Friday, January 22, 2010

Supreme Folly

A bitterly divided Supreme Court ruled yesterday that the government may not ban political spending by corporations, labor unions or other organizations in elections. The court’s majority in “Citizens United v. Federal Election Commission” swept aside a century-old doctrine in election law, ruling that the campaign finance restriction violated the First Amendment’s free speech principles. The dissenting justices said that opening the floodgates to corporate money will corrupt democracy.

Reformers are outraged by the Supreme Court’s decision, which overruled its own precedent on independent corporate expenditures. As Nate Persily points out, as a practical matter the decision was just the last nail in the coffin; the Supreme Court had already substantially undermined the federal ban on independent corporate expenditures in earlier decisions.

This decision by the Supreme Court may well dwarf in impact the results of Tuesday’s election in Massachusetts. It is breathtaking in its scope: it overturns doctrine dating back a century and laws upheld in 1990 that banned corporate managers from directly spending shareholder money in elections.

A Constitutional amendment may be needed to restore the law to where it was at 9:50 yesterday morning.

There was no trial record; no reason to reach the decision; a rushed re-argument (followed by a delay that put this neutron bomb square into the middle of the political season). This matches or exceeds Bush v. Gore in ideological or partisan overreaching by the court (2000 presidential election). In that case, the court reached into the political process to hand the election to one candidate. Today it reached into the political process to hand unprecedented power to corporations.

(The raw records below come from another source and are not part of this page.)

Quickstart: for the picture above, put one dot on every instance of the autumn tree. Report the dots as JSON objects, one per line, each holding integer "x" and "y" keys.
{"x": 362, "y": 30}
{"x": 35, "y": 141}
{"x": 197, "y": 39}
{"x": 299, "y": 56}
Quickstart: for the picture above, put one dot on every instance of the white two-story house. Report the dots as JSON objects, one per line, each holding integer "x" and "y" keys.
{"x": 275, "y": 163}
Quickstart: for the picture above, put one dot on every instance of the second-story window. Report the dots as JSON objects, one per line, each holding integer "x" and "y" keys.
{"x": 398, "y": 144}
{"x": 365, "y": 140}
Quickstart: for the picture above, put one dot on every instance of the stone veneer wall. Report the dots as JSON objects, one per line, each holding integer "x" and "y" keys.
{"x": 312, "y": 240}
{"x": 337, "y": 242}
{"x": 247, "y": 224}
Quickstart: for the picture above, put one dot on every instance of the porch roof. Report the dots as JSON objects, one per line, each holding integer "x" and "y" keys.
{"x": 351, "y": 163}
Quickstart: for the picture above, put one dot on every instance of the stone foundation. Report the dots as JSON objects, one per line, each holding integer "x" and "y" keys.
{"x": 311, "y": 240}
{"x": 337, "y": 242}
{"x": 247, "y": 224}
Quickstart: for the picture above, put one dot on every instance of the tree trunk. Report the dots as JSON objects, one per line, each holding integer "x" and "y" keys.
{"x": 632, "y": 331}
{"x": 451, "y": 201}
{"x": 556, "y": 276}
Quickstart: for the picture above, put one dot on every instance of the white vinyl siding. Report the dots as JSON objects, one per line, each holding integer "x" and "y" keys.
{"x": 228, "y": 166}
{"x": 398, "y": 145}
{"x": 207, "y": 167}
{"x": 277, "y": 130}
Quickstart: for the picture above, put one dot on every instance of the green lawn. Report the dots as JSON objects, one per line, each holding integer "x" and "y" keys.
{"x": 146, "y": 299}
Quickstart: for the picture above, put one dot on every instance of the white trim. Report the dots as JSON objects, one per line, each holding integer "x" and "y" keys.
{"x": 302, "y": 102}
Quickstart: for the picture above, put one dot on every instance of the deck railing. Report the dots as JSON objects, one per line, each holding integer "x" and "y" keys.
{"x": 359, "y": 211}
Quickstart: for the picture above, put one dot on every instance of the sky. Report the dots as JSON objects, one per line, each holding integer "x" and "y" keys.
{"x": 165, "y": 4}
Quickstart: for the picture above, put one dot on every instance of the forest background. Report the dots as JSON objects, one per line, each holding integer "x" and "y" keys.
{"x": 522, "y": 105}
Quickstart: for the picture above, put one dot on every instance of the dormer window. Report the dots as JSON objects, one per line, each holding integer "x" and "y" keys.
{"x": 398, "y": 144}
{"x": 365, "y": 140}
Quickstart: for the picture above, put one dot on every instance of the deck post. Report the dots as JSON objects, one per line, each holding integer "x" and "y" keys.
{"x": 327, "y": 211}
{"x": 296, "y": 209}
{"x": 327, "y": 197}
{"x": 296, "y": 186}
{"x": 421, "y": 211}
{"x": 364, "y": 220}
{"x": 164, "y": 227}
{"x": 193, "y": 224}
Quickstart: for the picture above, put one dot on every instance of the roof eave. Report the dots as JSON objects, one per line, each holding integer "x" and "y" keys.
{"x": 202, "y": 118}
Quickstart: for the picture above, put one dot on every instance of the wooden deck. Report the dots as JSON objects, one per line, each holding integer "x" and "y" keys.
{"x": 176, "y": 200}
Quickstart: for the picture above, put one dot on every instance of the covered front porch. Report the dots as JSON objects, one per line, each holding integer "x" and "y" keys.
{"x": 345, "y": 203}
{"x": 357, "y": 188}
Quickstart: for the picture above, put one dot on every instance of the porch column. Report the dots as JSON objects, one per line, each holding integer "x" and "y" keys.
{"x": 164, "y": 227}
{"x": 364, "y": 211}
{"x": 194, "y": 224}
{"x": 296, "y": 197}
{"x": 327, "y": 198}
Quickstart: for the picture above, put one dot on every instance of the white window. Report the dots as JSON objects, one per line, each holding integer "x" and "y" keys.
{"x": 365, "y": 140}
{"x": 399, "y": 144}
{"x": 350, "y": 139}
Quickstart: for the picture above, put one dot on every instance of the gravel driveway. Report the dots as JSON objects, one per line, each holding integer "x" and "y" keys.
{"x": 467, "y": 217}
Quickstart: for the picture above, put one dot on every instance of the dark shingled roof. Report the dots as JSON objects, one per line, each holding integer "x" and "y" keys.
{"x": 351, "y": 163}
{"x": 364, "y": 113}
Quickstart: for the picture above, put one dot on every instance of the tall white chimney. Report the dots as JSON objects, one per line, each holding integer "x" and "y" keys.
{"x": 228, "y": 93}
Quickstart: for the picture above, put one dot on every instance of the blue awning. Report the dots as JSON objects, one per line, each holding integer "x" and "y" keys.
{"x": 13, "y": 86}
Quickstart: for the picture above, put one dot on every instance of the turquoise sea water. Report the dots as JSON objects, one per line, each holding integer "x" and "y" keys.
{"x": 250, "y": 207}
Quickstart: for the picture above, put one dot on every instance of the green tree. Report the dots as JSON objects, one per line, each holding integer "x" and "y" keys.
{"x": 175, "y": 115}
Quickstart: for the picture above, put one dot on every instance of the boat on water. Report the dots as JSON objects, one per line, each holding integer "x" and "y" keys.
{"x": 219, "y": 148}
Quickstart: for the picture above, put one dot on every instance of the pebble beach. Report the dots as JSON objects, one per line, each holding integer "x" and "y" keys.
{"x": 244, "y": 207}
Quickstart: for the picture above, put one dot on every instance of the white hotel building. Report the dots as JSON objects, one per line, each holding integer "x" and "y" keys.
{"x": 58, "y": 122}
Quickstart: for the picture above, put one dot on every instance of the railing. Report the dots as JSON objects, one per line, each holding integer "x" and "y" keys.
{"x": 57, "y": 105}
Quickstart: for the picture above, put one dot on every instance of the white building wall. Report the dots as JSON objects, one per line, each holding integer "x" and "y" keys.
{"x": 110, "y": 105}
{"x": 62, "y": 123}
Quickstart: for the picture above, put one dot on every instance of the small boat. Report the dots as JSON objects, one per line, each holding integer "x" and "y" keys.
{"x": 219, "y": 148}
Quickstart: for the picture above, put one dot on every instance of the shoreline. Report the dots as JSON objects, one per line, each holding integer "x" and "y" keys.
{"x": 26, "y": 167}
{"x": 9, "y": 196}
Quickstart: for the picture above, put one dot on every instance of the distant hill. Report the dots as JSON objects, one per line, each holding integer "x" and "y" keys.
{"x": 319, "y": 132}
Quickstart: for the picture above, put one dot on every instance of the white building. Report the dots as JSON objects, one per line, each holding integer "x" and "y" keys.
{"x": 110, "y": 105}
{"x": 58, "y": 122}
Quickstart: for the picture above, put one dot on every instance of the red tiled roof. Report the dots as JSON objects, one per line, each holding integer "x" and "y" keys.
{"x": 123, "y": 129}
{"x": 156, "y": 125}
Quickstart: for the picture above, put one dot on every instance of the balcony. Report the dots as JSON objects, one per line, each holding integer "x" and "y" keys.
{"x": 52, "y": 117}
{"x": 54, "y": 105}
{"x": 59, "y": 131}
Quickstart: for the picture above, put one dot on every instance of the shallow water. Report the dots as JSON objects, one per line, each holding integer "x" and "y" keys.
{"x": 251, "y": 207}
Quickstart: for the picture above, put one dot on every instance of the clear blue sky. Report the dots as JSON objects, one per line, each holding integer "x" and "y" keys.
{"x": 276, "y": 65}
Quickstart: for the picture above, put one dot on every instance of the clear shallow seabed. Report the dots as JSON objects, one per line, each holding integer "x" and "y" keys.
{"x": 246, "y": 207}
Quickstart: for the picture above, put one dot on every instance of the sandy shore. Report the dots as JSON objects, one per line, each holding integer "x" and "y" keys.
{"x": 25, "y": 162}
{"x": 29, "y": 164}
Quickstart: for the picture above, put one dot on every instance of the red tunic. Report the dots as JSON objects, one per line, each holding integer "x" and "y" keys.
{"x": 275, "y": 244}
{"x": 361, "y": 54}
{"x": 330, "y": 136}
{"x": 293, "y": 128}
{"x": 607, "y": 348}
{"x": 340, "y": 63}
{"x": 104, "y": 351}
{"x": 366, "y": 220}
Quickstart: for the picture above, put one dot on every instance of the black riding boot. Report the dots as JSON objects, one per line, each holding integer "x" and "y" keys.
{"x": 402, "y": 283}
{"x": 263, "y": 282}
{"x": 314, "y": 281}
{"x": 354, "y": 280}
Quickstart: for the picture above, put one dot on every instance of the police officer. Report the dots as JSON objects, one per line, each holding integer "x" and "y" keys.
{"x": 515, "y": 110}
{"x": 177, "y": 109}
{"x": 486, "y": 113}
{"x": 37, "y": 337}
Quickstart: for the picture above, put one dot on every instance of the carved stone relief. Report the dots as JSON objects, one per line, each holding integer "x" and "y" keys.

The ban on direct corporate spending in elections goes back to the 1907 Tillman Act, which prohibited corporate contributions in federal campaigns (it was assumed to cover independent expenditures, too). In 1947, the Taft-Hartley law made explicit that corporations and unions could not directly spend their treasury funds on electioneering. Congress -– every time it has passed a law to deal with this -– only has strengthened this prohibition.

Why will this matter? Isn’t there a lot of money sloshing around in politics already? Consider Exxon-Mobil. In 2008, its political action committee (PAC) raised about $1 million from its employees and offices. Its profits that year, which it was legally barred from pouring into politics, were $45 billion. It was illegal for Exxon to spend that money on elections; now with this decision, it will be legal. Exxon or any other firm could spend Bloomberg-level sums in any congressional district in the country against, say, any congressman who supports climate change legislation, or health care, etc.

Justice Louis Brandeis (U.S. supreme court justice from 1916 to 1939) once said, “The most important political office is that of the private citizen.” Yesterday’s Supreme Court decision rejects Justice Brandeis’s view, raising corporations to new heights of power in our political system. In the wake of this decision, the light of liberty, within the United States, is flickering… on the verge of being extinguished… by our very own supreme court.